Exclusivity and Dating

(Photo by Natalie Baugh)

Exclusivity and Dating

By Delaney Mowers

Choices are a powerful part of the human experience. In one sense, they give us so much freedom and chances to decide our fate in the world. On the other hand, they can cause us to become unsure of what we should choose . Having the power to choose is hard when there are good aspects and bad aspects to both sides of a matter.

This dichotomy is especially hard to figure out when it comes to dating and relationships. Particularly, deciding on dating versus exclusivity can become an extremely multi-faceted decision. However, as with any decision, light can be shown on choices by breaking choices into pros and cons that shed light on them.

When thinking about the topic of exclusivity, it is important to look objectively at the state of your relationship and at the state of your own heart. Proverbs 4:23 states, “Above all else, guard your heart, for everything you do flows from it.” When evaluating relationships, looking at decisions in relationships through this lens can be a very helpful guiding force.

The first major question to ask is whether you are moving to fast in your relationship. It is important to evaluate whether or not you are confident in the person you are dating, and whether or not they have all of the qualities you look for for in a relationship. Additionally, it is important to ask yourself if you have dated this person or other people enough to truly know what you are looking for in a relationship.

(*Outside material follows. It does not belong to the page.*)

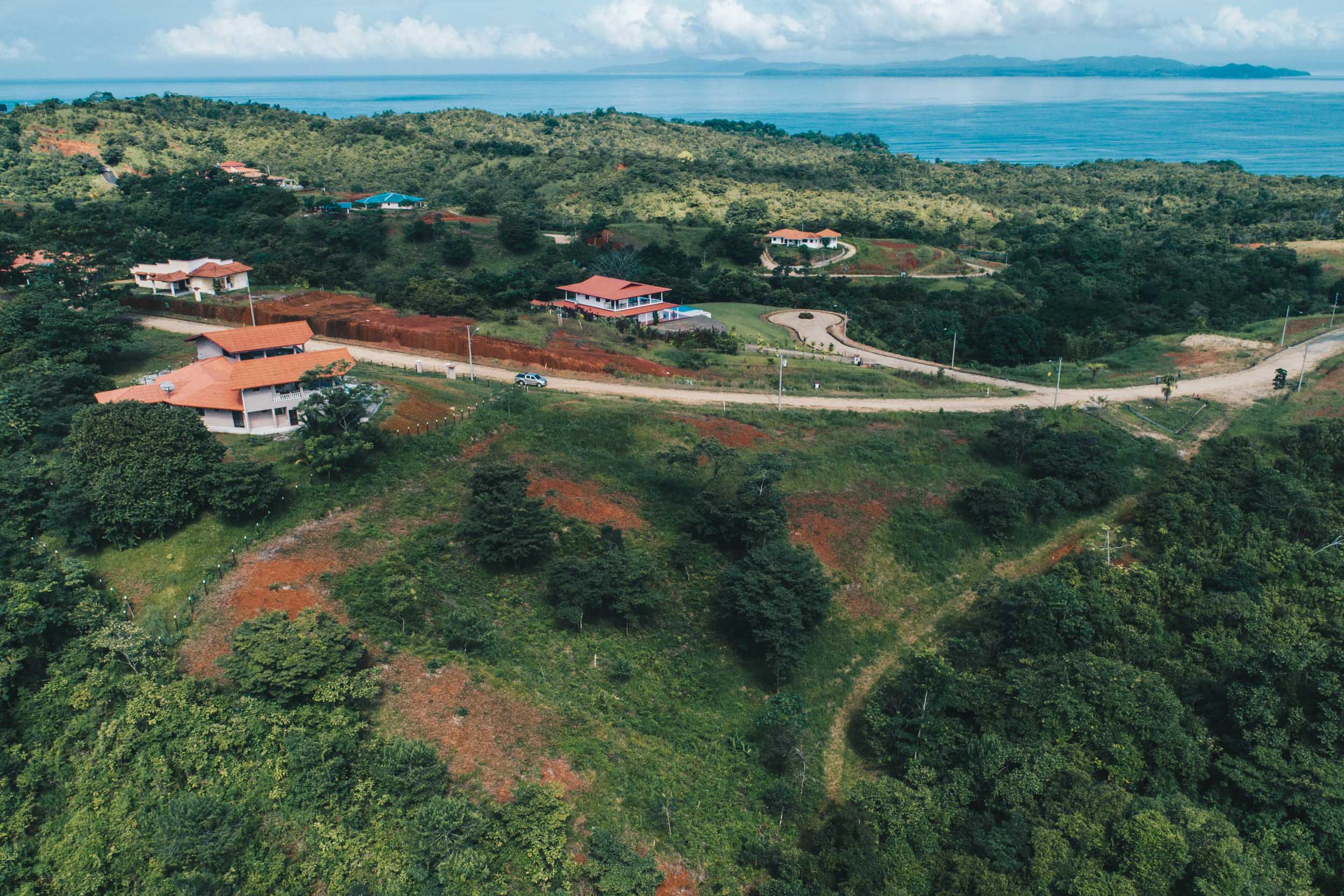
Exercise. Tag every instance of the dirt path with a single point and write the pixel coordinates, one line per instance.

Along these same lines, it is also necessary to evaluate whether you are ready for the kind of commitment that exclusivity requires. An exclusive relationship may limit the freedom that you have in other areas of your life. It also may the limit the amount of time and energy you have to focus on improving yourself. These aspects of an exclusive relationship are not bad, but should be considered before you decide to move into an exclusive relationship.

On the other hand, entering into or continuing forward in an unhealthy relationship is not living in the fullness of what a God-centered relationship can offer us. One way in which exclusive relationships can be unhealthy is when they become more about ownership than partnership. God created relationships to glorify him, and jealousy and ownership in a relationship do not follow in this plan. If relationships develop these aspects, an exclusive relationship might not be the best plan of action at that point.

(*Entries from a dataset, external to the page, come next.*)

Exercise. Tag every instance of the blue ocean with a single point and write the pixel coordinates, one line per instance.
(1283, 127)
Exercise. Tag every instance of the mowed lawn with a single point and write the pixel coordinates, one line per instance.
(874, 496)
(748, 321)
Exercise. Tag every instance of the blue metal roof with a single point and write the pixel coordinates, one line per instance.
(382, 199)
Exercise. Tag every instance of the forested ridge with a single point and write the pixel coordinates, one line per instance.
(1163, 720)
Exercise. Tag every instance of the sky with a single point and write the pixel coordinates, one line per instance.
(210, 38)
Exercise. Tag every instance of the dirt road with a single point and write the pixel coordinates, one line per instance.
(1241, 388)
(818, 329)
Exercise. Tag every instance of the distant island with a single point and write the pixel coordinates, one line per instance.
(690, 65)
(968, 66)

Deciding how to move ahead in a relationship is a huge challenge, and one that should not be undertaken in a rush. Luckily, while being young does not last forever, it does allow us time to slow down and to figure out life and relationships. Exclusivity is not something that needs to be rushed into, and taking the time to make sure the relationship is developing in a healthy way is worth the time and effort.

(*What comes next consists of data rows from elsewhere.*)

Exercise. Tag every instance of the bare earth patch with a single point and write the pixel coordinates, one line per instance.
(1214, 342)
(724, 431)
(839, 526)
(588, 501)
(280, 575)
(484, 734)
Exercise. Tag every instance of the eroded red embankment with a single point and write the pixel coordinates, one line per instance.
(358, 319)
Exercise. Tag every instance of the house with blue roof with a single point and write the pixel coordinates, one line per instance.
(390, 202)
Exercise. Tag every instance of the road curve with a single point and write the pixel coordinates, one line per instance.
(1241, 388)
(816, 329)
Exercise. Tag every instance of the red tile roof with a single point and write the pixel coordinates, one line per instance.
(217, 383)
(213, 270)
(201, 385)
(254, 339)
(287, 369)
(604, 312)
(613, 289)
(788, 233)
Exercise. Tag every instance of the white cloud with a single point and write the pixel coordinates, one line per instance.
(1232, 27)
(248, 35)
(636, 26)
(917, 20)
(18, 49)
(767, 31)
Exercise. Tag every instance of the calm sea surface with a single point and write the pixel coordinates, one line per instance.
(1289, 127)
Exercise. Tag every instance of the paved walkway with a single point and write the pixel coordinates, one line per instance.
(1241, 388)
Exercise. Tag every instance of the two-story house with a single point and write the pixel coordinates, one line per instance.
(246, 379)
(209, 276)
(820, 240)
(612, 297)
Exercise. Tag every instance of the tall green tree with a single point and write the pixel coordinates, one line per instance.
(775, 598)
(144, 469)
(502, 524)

However, if you are in the right relationship, there does come a point when exclusivity is what God has in mind for your relationship. While life is unpredictable and relationships even more so, God does tell us that he knows the plans he has for our life. In relationships, God will lead us to the right person. When the person you are dating is pursuing the Lord and has all the qualities you believe to be important in a relationship, exclusivity is the next step in taking your relationship to a deeper level.

Another huge pro of entering into an exclusive relationship is the ways in which God has designed humans to grow in the context of relationships. Romantic relationships give us the opportunity to develop the fruits of the spirit, and they give us the opportunity to practice truly loving one another. Entering into an exclusive relationship can allow both people to grow spiritually and mentally.

Choices are hard, but taking the time to examine your motivations and desires in light of these pros and cons, along with many others, can guide you in the right direction in relationships and with God’s plan for your future.